Im Ergebnis gab es der Klägerin Recht und verpflichtete die Beklagte zur Gewährung einer Witwenrente. Das Gericht führte zur Begründung aus, dass zur Prüfung, ob eine Versorgungsehe vorliege, eine Gesamtbetrachtung anzustellen sei.
Immer dann, wenn für eine Heirat andere Beweggründe als eine Versorgungsabsicht überwiegen würden oder zumindest gleichwertig seien, sei die gesetzliche Vermutung einer Versorgungsehe nicht gerechtfertigt.
Das Vorliegen anderer Beweggründe müsse der hinterbliebene Ehegatte beweisen. Eine gewichtige Bedeutung komme hierbei dem Krankheitsbild des Versicherten zum Zeitpunkt der Eheschließung zu. Je offensichtlicher die Lebensbedrohlichkeit einer Krankheit gewesen sei, desto größer seien die Zweifel daran, dass die Ehe nicht mit dem Ziel der Versorgungsabsicherung geschlossen worden sei.

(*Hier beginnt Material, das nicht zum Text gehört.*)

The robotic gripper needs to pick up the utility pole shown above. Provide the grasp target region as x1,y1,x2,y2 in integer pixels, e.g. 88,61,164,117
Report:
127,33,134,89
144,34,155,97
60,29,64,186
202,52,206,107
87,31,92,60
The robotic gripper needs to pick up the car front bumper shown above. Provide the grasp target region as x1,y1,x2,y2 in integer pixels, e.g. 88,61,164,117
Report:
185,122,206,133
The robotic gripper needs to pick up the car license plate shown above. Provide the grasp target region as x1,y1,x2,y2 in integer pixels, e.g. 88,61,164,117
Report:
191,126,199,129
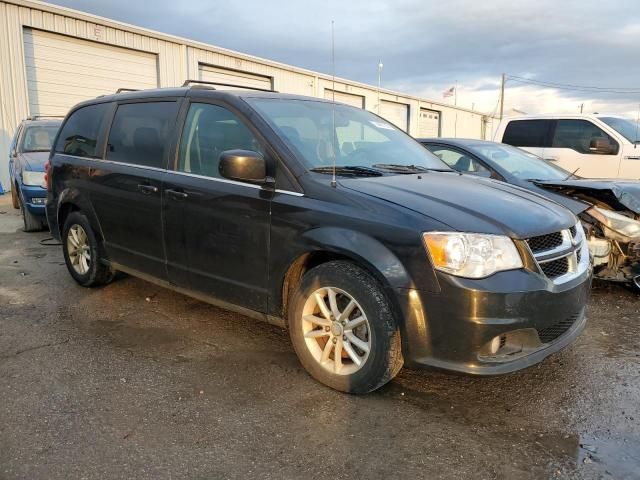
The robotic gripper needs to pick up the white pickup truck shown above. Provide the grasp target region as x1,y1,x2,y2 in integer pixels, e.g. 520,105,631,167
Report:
494,114,640,180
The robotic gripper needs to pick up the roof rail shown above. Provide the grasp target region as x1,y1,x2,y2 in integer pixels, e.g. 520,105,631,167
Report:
182,80,278,93
27,115,64,120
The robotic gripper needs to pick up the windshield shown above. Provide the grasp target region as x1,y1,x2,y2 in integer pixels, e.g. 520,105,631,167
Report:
248,98,451,175
467,143,572,180
21,125,60,152
598,117,640,143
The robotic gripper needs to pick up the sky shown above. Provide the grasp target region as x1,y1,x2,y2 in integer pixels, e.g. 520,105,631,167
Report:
52,0,640,118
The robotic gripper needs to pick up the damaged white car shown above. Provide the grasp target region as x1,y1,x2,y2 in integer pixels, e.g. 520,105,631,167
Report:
419,138,640,289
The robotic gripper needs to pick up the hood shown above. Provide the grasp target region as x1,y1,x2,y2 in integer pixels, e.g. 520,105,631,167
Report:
340,172,576,239
535,178,640,214
20,152,49,172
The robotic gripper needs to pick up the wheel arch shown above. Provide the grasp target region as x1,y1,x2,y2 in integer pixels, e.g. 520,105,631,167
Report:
56,189,104,241
274,228,412,323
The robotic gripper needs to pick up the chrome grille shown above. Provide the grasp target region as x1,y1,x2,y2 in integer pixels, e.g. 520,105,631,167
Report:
527,232,562,254
540,257,569,279
526,224,588,284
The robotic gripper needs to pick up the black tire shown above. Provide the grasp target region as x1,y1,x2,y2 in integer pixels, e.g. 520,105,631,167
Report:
288,261,403,394
61,212,115,287
11,185,20,210
20,194,45,232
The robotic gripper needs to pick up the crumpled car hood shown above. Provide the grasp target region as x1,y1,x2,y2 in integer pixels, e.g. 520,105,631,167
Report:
533,178,640,214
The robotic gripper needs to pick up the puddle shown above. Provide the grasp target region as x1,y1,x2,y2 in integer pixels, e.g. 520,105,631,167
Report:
576,434,640,480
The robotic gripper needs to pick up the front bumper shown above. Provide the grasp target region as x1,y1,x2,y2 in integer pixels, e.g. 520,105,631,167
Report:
20,184,47,217
395,269,591,375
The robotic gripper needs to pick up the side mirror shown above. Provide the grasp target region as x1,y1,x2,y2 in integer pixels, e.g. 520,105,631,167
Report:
589,138,615,155
218,150,273,184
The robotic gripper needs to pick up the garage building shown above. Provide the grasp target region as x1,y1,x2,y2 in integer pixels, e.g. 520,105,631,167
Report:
0,0,490,191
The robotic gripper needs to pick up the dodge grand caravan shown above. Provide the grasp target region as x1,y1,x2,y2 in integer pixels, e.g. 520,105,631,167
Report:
47,86,591,393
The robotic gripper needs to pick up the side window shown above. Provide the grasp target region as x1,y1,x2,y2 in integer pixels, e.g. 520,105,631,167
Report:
502,120,551,148
426,145,491,177
107,102,178,168
551,120,618,155
56,103,109,158
9,124,22,154
178,103,264,177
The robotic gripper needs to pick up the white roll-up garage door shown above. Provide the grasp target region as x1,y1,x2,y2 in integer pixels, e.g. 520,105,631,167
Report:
24,28,158,115
418,108,441,138
198,64,273,90
380,100,409,132
324,88,364,108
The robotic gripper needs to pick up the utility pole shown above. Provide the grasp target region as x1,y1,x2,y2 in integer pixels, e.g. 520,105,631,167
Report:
500,73,505,120
453,80,458,106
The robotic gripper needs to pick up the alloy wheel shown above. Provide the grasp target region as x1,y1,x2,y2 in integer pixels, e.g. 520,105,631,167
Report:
302,287,371,375
67,224,91,275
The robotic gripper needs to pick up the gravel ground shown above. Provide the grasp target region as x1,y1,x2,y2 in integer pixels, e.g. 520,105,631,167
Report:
0,195,640,479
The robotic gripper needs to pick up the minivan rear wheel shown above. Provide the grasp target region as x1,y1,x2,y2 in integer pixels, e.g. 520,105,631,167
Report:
289,261,403,393
62,212,114,287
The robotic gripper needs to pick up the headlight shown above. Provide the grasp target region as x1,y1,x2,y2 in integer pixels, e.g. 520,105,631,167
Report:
423,232,523,278
587,207,640,242
22,170,45,187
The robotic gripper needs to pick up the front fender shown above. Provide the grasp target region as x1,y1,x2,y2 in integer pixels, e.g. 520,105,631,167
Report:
302,227,413,288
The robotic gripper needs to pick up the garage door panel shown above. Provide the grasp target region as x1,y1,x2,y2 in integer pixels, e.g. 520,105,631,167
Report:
324,88,364,108
198,64,272,90
24,30,155,65
25,51,156,78
27,62,154,88
380,100,409,132
24,28,158,115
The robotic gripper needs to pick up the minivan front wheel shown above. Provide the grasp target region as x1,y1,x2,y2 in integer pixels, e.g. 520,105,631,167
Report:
289,261,403,393
62,212,114,287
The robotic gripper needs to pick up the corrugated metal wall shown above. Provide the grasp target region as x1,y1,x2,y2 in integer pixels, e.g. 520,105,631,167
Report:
0,0,486,193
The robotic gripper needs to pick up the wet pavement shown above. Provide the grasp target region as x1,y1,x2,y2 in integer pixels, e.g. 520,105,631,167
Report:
0,196,640,480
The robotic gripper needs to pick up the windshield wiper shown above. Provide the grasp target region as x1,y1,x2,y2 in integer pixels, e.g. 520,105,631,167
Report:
309,165,382,177
565,167,580,180
373,163,430,173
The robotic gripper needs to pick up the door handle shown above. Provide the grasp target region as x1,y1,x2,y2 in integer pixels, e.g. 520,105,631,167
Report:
165,188,189,200
138,183,158,195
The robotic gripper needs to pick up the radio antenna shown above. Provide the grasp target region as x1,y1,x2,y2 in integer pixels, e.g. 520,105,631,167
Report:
331,20,337,188
633,105,640,148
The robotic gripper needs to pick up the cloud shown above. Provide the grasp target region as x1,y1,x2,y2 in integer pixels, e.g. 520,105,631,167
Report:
54,0,640,114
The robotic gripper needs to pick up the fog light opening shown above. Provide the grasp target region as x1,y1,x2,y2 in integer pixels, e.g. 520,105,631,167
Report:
489,335,507,355
489,337,500,355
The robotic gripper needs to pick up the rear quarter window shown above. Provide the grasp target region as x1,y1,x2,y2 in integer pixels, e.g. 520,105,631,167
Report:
502,120,551,148
55,103,109,158
107,101,178,168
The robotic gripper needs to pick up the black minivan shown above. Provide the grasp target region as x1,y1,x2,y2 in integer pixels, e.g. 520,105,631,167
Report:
47,85,591,393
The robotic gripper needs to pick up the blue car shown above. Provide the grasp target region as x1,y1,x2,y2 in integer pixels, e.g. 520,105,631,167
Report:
9,117,62,232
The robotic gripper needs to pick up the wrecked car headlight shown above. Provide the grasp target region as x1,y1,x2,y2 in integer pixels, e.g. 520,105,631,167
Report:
587,207,640,242
423,232,523,278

Nicht ausschlaggebend sei hingegen, wie lange eine Liebesbeziehung bereits bestanden habe. Im Gegenteil spreche eine lange Partnerschaft ohne Trauschein vielmehr dafür, dass eigentlich gar keine Eheschließung beabsichtigt war.
Beschaffung notwendiger Papieren aus der Ukraine erwies sich als langwierig und schwierig
Darüber, dass die lebensbedrohliche Krankheit des Versicherten zum Zeitpunkt der Hochzeit weit fortgeschritten sei, waren sich die Eheleute völlig im Klaren.
Die Ermittlungen des Gerichts hätten jedoch ergeben, dass konkrete und ernsthafte Heiratsabsichten schon mehrere Monate bestanden hätten, bevor beim Versicherten im Dezember 2010 die tödliche Krankheit festgestellt wurde. So hätten sich sowohl der Versicherte als auch die Klägerin bereits im Laufe des Jahres 2010 um die Beschaffung der erforderlichen Papiere bemüht.
Dies sei deshalb besonders schwierig gewesen, weil beide Eheleute zuvor schon einmal verheiratet gewesen seien. Monatelang habe die Klägerin auf Unterlagen aus der Ukraine warten müssen. Das zuständige Standesamt habe bestätigt, dass bei der Eheschließung mit einer ausländischen Staatsangehörigen zwischen einer ersten Auskunft über die erforderlichen Papiere bis zu deren Beschaffung im Allgemeinen mehrere Monate vergingen.